- JOHANNESBURG (Reuters) -
The plight of South African AIDS boy activist Nkosi Johnson has sparked
new fears over the impact of the deadly disease on the country's young.
- Eleven-year-old Nkosi, who has become the public face
of the deadly disease in South Africa, remained in a critical condition
on Wednesday after suffering a series of seizures that have left him in
a semi-comatose state.
- Nkosi's condition prompted front-page newspaper stories
detailing alarming evidence that children were infected by HIV-AIDS in
ever greater numbers and their future was being jeopardised by a potential
collapse in the education system.
- At least 200 babies were now being born HIV-positive
every day -- more than 70,000 AIDS births a year -- and at least half of
the children in paediatric wards were HIV-positive.
- ``The burden of the epidemic can now be seen in children.
It may already be too late,'' Dr Glenda Gray from the Baragwanath Hospital,
one of Johannesburg's biggest medical centres, told The Citizen daily newspaper.
- Nkosi was infected at birth by his HIV-positive mother
and given up to his white foster mother Gail Johnson when he was two years
old. His natural mother had been ostracised by her community after her
AIDS status became known.
- Nkosi's message of safe sex and drug use has become a
rallying cry in the battle against AIDS which has killed far more South
Africans than the struggle against apartheid.
- Gray called on the government to allow the use of the
antiretroviral drug Nevirapine to prevent the transmission of the virus
from mothers to their new born.
- South African President Thabo Mbeki has courted controversy
by denying AIDS drugs such as AZT, that have cut down on mother-to-child
HIV transmission, on cost and safety grounds.
- Mbeki's questioning of the causal link between HIV and
AIDS has sparked uproar in scientific circles. Activists have slammed the
president and his government for confusing the public at a time when the
epidemic was reaching crisis levels.
- Some 4.2 million South Africans -- or one in 10 of the
population -- are estimated to have the disease.
- Health experts warn five to seven million South Africans
could be living with the disease within the next 10 years if nothing is
done to change sexual behaviour.
- Teenage infection rates, in a country where more than
half the population is under 25, are rising at alarming rates.

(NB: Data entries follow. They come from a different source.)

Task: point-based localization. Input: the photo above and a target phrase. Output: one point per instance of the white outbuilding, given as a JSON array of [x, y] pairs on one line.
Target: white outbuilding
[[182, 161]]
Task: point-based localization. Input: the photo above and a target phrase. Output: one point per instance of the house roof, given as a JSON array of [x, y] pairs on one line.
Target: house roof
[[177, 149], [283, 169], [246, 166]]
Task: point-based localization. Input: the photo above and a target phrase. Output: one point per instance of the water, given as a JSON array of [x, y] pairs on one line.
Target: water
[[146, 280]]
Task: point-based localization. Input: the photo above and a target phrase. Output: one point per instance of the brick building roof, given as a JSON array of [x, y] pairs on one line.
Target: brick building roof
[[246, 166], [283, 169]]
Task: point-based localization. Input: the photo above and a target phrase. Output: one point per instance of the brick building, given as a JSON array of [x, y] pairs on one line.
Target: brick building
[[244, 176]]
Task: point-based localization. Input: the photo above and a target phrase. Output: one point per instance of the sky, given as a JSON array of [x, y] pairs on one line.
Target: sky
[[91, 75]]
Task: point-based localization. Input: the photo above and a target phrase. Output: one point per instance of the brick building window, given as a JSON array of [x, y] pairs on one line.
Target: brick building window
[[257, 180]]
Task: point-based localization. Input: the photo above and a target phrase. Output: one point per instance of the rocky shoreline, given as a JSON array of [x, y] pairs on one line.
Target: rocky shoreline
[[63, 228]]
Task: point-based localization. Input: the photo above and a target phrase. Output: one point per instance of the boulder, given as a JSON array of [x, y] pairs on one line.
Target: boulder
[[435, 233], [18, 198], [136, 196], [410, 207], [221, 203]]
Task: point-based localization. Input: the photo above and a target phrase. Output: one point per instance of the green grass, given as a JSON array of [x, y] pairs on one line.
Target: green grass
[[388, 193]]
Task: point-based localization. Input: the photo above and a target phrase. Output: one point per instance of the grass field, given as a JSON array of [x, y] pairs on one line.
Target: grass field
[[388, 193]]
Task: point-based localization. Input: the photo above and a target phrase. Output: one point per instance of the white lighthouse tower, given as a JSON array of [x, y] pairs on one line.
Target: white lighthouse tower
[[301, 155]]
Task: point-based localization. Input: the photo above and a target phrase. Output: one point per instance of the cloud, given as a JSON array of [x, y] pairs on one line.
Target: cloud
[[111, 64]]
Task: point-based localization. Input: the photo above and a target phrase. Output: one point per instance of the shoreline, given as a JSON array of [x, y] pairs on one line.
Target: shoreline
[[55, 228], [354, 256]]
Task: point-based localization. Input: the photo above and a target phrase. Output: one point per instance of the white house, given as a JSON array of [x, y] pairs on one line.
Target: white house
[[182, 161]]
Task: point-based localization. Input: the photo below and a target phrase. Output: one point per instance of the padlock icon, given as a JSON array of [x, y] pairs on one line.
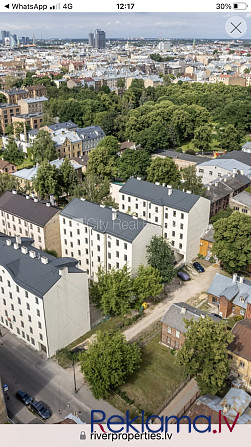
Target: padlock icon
[[82, 435]]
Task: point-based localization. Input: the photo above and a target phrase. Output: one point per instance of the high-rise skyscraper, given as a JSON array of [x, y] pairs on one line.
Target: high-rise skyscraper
[[91, 39], [99, 39]]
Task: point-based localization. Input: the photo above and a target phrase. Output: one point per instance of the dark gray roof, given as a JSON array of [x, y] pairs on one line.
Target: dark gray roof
[[100, 218], [243, 157], [159, 194], [182, 156], [35, 212], [239, 292], [224, 188], [31, 273], [66, 125], [175, 315]]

- There are expected to be around 800,000 orphans under
the age of 15 by 2005, rising to close to two million at the end of this
decade, according to the LoveLife AIDS campaign group. EDUCATION SYSTEM
- The devastating impact of AIDS on the country's education
system was also highlighted in a new report which showed that the disease
would become the single biggest killer of teachers this year, shattering
the quality of education.
- An independent consultancy report carried out for the
Department of Health and leaked to The Star newspaper concluded that one
in five teachers in the worst affected province of KwaZulu-Natal were HIV-positive.
- The report also concluded that one in four undergraduates
and one in eight postgraduates nationwide were HIV-positive, a major blow
to the country's skills base.
- ``HIV-AIDS poses a direct challenge to the education
system's mission and ability to function effectively,'' the paper quoted
the consultant report as saying.
- The report recommended that retired teachers be recalled
to stand in for teachers who die or were absent because of disease.